Created on 10-05-2016 11:38 AM - edited 09-16-2022 08:42 AM
We are using Spark-sql and Parquet data-format. Avro is used as the schema format. We are trying to use “aliases” on field names and are running into issues while trying to use alias-name in SELECT.
Sample schema, where each field has both a name and a alias:
{ "namespace": "com.test.profile",
"type": "record",
"name": "profile",
"fields": [
{"name": "ID", "type": "string"},
{"name": “F1", "type": ["null","int"], "default": "null", "aliases": [“F1_ALIAS"]},
{"name": “F2", "type": ["null","int"], "default": "null", "aliases": [“F2_ALIAS"]}
]
}
Code for SELECT:
val profile = sqlContext.read.parquet(“/user/test/parquet_files/*”)

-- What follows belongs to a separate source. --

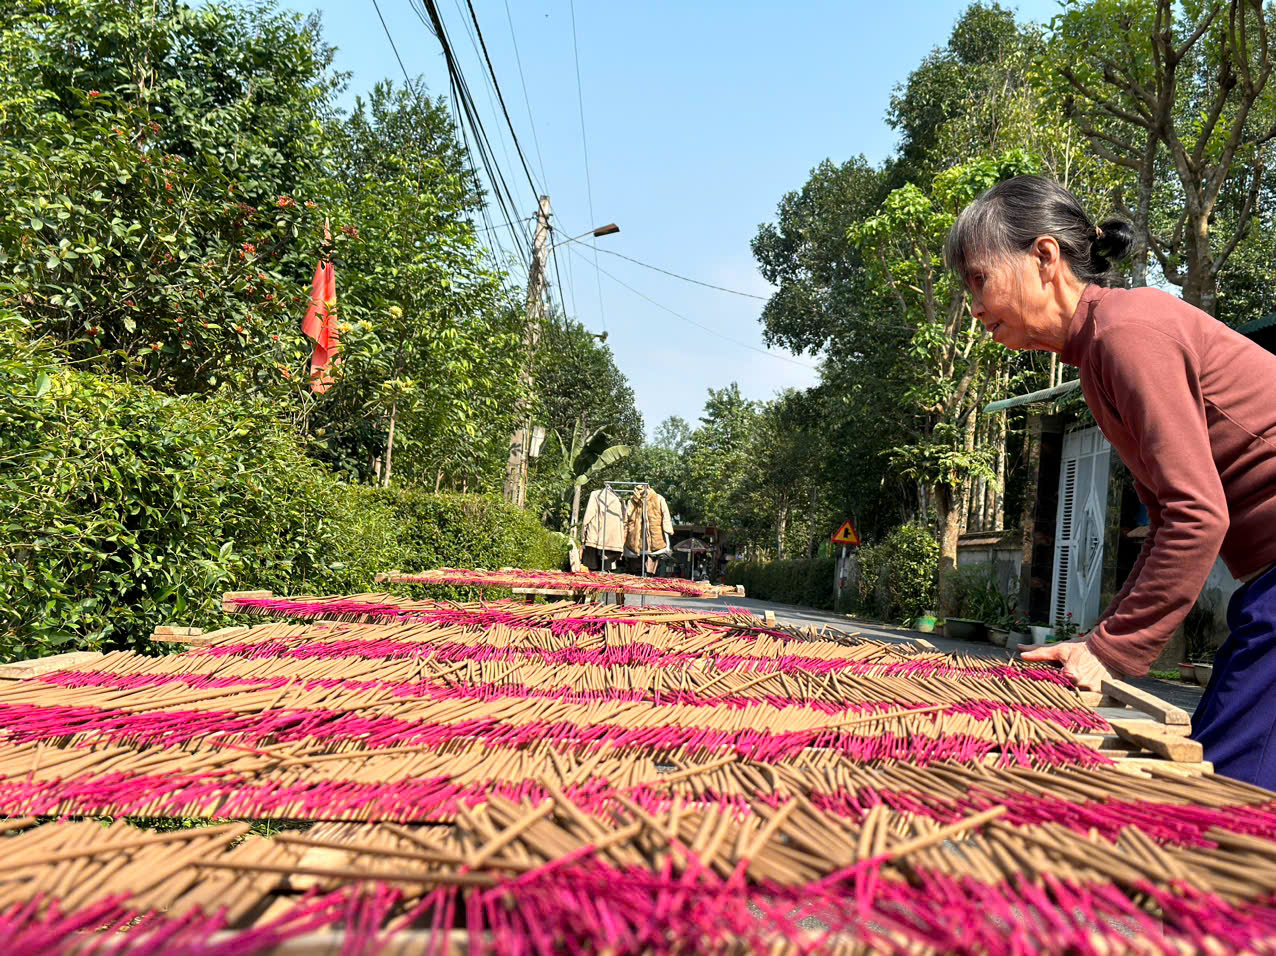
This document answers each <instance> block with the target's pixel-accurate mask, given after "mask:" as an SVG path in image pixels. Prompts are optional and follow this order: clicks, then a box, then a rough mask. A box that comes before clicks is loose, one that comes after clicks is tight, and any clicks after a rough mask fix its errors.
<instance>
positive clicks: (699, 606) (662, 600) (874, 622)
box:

profile.registerTempTable(“profile")
val features = sqlContext.sql("“SELECT F1_ALIAS from profile”)
It will throw the following exception:
org.apache.spark.sql.AnalysisException: cannot resolve ‘`F1_ALIAS`' given input columns: [ID, F1, F2]
Any suggestions for this use case?
On a side note, what characters are allowed in aliases? e.g. is "!" allowed?
Thank you in advance!